Originally Posted: Jun 20, 2011
Last Updated: Feb 7, 2019
Applying for financial aid as a transfer student is easy, because you've already been through the process, right? Well, not exactly. While that previous experience may be helpful, transfer students encounter a few unique financial aid issues.
Get the facts
Know what forms are required
Transfer student or not, to apply for federal, state, and/or institutional aid, you must submit the Free Application for Federal Student Aid (FAFSA). You should complete the FAFSA as soon after October 1 as possible. The FAFSA is completely free and can be found at fafsa.ed.gov. If you filed a FAFSA last year, you can file a renewal this year. This makes the process easier by auto-populating some of last year’s answers for you.
Some schools will require the CSS/Financial Aid PROFILE (College Scholarship Service PROFILE) and/or their own institutional forms. The PROFILE provides additional information about the family’s financial situation that the FAFSA doesn’t cover. Unlike the FAFSA, the PROFILE does cost money, so make sure it is required before paying to have it filed at a potential college or university. More information about the PROFILE can be found at collegeboard.com.
It could happen that the information required where you are now will be different at your next institution. Make sure to research the needed documents and know which school requires which forms.
Know the deadlines
The deadline for applying for aid as a transfer student varies from institution to institution and depends on when you plan to transfer. Deadlines for students interested in merit-based scholarships can also catch you off guard if you are not diligent.

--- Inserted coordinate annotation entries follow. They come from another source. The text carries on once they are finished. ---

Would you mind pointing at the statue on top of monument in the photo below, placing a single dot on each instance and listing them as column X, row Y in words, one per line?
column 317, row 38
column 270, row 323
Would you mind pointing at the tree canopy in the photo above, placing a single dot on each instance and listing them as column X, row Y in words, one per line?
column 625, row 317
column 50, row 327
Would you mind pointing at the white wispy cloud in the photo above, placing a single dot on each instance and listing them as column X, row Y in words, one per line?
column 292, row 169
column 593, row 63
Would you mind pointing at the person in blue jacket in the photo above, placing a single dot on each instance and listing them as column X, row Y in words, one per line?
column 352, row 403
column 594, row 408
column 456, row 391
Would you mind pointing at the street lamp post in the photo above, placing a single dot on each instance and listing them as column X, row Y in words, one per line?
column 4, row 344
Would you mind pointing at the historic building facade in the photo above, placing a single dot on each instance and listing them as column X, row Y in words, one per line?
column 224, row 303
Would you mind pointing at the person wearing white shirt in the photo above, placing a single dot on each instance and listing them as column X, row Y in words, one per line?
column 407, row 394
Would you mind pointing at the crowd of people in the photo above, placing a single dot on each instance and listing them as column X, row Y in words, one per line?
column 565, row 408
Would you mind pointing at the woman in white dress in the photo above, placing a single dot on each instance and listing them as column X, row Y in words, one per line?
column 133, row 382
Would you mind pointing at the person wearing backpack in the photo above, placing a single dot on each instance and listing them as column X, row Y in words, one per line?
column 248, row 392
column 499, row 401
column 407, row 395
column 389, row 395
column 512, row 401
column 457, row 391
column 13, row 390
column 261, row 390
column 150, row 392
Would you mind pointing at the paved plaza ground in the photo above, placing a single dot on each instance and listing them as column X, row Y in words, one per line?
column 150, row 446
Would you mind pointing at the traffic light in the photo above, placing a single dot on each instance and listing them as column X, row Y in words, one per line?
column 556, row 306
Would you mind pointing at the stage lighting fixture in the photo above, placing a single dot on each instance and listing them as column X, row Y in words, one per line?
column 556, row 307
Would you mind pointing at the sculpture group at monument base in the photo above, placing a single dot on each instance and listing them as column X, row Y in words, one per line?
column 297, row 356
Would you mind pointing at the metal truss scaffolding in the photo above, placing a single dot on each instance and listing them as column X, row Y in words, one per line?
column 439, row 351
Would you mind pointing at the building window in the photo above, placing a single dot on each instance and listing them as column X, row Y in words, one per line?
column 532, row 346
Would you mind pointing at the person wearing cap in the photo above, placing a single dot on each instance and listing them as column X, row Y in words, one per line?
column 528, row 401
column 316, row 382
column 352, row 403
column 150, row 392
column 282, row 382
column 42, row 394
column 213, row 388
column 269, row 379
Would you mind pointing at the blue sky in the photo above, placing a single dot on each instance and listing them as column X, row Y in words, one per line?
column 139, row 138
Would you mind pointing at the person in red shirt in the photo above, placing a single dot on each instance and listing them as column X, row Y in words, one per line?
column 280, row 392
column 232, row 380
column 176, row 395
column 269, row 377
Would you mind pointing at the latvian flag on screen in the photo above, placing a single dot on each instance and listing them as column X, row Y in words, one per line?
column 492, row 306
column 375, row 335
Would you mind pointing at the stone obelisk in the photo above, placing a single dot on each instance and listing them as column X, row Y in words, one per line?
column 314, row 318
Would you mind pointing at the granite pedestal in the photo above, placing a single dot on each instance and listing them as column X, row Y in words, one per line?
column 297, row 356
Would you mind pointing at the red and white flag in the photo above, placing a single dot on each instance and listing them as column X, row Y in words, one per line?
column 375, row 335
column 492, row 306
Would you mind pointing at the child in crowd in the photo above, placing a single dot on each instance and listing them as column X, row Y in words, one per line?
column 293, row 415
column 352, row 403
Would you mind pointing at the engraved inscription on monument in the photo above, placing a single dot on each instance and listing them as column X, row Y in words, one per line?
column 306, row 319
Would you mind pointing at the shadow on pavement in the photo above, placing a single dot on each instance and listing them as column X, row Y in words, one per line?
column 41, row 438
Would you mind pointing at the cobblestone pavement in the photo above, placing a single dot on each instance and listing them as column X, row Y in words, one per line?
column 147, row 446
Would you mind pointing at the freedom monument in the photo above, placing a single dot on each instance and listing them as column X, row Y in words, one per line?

Make sure to stay on top of dates. Make a spreadsheet of all potential deadlines—it will help you keep track.
Communicate directly with the financial aid office
You’ve done this before, so you may be tempted to leave this aspect of your transfer decision to the last minute. Don’t! Be sure to talk with a financial aid officer about any special financial circumstances you or your family may have. Ask all the important questions you learned your first time through the process, and seek advice and direction from your new institution.
What’s different this time?
Unlike freshmen moving to sophomore year at the same college, transfers need to understand that financial aid they received from their prior institution does not “carry over” in any way to the next college or university. The financial aid application process simply starts anew. Transfer students also need to update their FAFSA with information from their prior institution. This entails nothing more than adding the six-digit federal institution code to the list on the FAFSA form. Students attending schools requiring the CSS/PROFILE will need to pay an additional fee to send it to their new school.
One of the most significant aspects in the financial aid process for transfer students concerns the management of government education loan information from the prior institution. Since your previous school will only report that you have left their institution to the U.S. Department of Education (via the National Student Loan Data System), it is important for you to communicate with all prior lenders that you are attending a new school. In order to qualify for deferment of payments on education loans based on your continued enrollment status, you must complete a loan deferment form, telling their former lenders that they are at a different institution. Failure to do this can result in loan payments becoming due while you are in school. Stay in very close contact with all your education lenders, private and government, as they both offer deferment options of some kind.
Some institutions may offer less financial assistance through institutional grant and scholarship programs to transfer students than to incoming freshmen. Some institutions may offer less college-based assistance to students transferring in the spring, relative to those planning the move in the fall. Some schools may not offer college-funded grants/scholarships to transfer students at all! However, some schools offer very generous scholarship programs for transfer students. Get these questions answered early in the process to avoid any surprises later.
Finally, as a transfer student, you should be very careful to weigh the number of credits you will receive from a particular institution against the total amount of aid offered. Plot out the amount of time it will take you to graduate, along with the aid offered to figure out the best financial fit. You might have to take an additional semester or year to fulfill requirements, so make sure to consider this when you’re looking at financial aid packages. And remember, while scholarships generally require some minimum level of academic performance to be renewed from one year to the next, need-based grants can fluctuate annually with your family’s financial situation.
By applying this transfer-friendly advice to what you already know about financial aid, you’ll be well prepared for whatever money matters your new school throws at you.